Multiple sclerosis (MS) causes a characteristic pattern called internuclear ophthalmoplegia, seen in roughly 23% of MS patients. This happens when the immune system damages a specific fiber tract in the brainstem that connects the nerve centers responsible for coordinating side-to-side eye movements. The result is that one eye can’t turn inward properly when looking to the side, while the other eye develops a jerking movement as it tries to compensate. In younger adults, this pattern appearing in both eyes is highly suggestive of MS.

Strokes affecting this same fiber tract account for another large portion of cases and tend to occur in older adults with vascular risk factors. The distinction matters because the underlying cause and treatment differ dramatically.

When Double Vision Is an Emergency

Most causes of double vision are not immediately dangerous, but a few combinations of symptoms signal a medical emergency. A sudden third nerve palsy with a dilated pupil, especially paired with a severe, sudden headache, can indicate a brain aneurysm compressing the nerve. The pupil-controlling fibers run along the outside of the third nerve, so they’re the first to be affected by external pressure from a ballooning artery. This requires immediate imaging and neurosurgical evaluation.

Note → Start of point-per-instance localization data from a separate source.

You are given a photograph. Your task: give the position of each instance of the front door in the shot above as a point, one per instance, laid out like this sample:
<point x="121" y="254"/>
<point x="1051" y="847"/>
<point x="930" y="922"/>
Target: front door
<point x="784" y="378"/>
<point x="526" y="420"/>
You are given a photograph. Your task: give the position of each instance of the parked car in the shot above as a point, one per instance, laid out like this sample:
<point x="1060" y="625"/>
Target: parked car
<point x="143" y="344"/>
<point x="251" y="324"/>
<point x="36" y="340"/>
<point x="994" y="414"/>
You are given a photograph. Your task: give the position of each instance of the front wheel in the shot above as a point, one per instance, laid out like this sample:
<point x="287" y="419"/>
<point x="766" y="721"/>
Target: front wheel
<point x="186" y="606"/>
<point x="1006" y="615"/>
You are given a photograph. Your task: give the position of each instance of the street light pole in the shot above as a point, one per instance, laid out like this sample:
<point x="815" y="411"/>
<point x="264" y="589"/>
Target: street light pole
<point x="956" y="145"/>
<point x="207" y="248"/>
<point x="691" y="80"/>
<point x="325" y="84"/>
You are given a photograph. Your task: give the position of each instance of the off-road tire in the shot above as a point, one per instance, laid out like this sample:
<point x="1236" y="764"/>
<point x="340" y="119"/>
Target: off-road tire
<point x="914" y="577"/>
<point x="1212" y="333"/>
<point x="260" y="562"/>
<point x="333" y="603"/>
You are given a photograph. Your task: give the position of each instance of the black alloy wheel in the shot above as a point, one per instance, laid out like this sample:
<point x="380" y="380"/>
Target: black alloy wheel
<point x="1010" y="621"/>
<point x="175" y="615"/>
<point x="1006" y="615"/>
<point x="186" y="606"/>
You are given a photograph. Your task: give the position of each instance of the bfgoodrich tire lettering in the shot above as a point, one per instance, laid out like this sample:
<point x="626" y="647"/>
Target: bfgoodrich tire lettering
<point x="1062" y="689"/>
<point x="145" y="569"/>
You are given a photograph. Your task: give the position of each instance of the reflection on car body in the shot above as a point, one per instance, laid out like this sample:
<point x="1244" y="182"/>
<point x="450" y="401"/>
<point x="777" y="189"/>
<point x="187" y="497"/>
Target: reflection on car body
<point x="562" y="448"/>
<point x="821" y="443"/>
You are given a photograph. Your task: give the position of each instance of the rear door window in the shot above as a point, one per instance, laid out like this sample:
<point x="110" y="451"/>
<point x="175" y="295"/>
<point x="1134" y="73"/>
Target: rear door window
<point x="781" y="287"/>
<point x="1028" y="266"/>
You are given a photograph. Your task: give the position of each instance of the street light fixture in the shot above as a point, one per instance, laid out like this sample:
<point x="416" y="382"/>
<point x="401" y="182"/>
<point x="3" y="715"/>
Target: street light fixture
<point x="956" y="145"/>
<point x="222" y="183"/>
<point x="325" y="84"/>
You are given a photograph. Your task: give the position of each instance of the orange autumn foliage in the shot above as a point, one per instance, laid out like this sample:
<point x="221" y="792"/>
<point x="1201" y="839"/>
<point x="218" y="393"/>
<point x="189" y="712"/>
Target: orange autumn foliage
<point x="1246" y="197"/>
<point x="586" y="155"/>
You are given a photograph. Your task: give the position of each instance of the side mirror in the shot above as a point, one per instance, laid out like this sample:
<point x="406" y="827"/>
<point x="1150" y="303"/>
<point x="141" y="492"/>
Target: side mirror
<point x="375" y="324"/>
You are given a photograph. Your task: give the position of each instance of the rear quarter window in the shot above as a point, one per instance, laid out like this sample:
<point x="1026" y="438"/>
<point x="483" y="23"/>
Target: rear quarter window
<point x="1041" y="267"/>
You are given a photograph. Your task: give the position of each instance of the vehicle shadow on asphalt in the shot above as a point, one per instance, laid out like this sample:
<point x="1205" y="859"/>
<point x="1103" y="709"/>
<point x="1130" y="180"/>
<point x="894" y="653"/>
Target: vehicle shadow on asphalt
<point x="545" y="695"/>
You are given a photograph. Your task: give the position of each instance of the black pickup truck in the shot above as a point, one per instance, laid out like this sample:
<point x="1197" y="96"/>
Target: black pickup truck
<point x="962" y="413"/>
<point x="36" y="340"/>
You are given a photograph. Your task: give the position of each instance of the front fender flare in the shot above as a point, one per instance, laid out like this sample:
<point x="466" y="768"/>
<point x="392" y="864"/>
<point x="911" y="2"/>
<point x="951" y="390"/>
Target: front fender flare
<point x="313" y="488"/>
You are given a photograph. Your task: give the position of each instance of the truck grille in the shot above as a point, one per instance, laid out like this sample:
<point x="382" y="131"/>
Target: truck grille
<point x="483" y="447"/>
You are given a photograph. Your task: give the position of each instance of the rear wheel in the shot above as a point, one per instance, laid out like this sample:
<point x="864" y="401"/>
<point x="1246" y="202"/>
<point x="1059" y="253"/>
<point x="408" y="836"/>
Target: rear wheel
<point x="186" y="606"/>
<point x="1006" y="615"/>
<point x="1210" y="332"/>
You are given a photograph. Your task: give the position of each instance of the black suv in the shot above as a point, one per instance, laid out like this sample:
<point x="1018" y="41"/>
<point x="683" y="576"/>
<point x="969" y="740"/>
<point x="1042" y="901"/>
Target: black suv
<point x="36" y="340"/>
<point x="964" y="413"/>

Double vision that appears alongside facial drooping, arm weakness, difficulty speaking, or sudden severe headache warrants an emergency room visit, as these can indicate a stroke. A sudden, throbbing one-sided headache with double vision is more typical of vascular problems like an aneurysm or, less urgently, a complicated migraine.

How Doctors Identify the Cause

The diagnostic process starts with the monocular vs. binocular distinction. If covering either eye eliminates the doubling, the focus shifts to figuring out which eye muscle or nerve is responsible. A simple test involves shining a penlight at both eyes and comparing where the light reflects on each cornea. If the reflections aren’t symmetric, the eyes are misaligned.

Cover testing, where one eye is alternately covered and uncovered while you focus on a target, reveals whether the eyes drift when not forced to work together. A Maddox rod, a special red lens with built-in prisms, converts a white light into a red line and helps the examiner quickly measure how far apart the two images are and in which direction they’re separated.

When myasthenia gravis is suspected, the doctor may test for fatigability by asking you to hold your gaze upward for a sustained period to see if your eyelid droops or your eyes drift. If thyroid eye disease is a possibility, they may check for bulging of the eyes and resistance when gently pushing the eyeball back into the socket. Depending on what these bedside tests reveal, imaging of the brain, orbits, or blood vessels often follows to pinpoint the exact cause.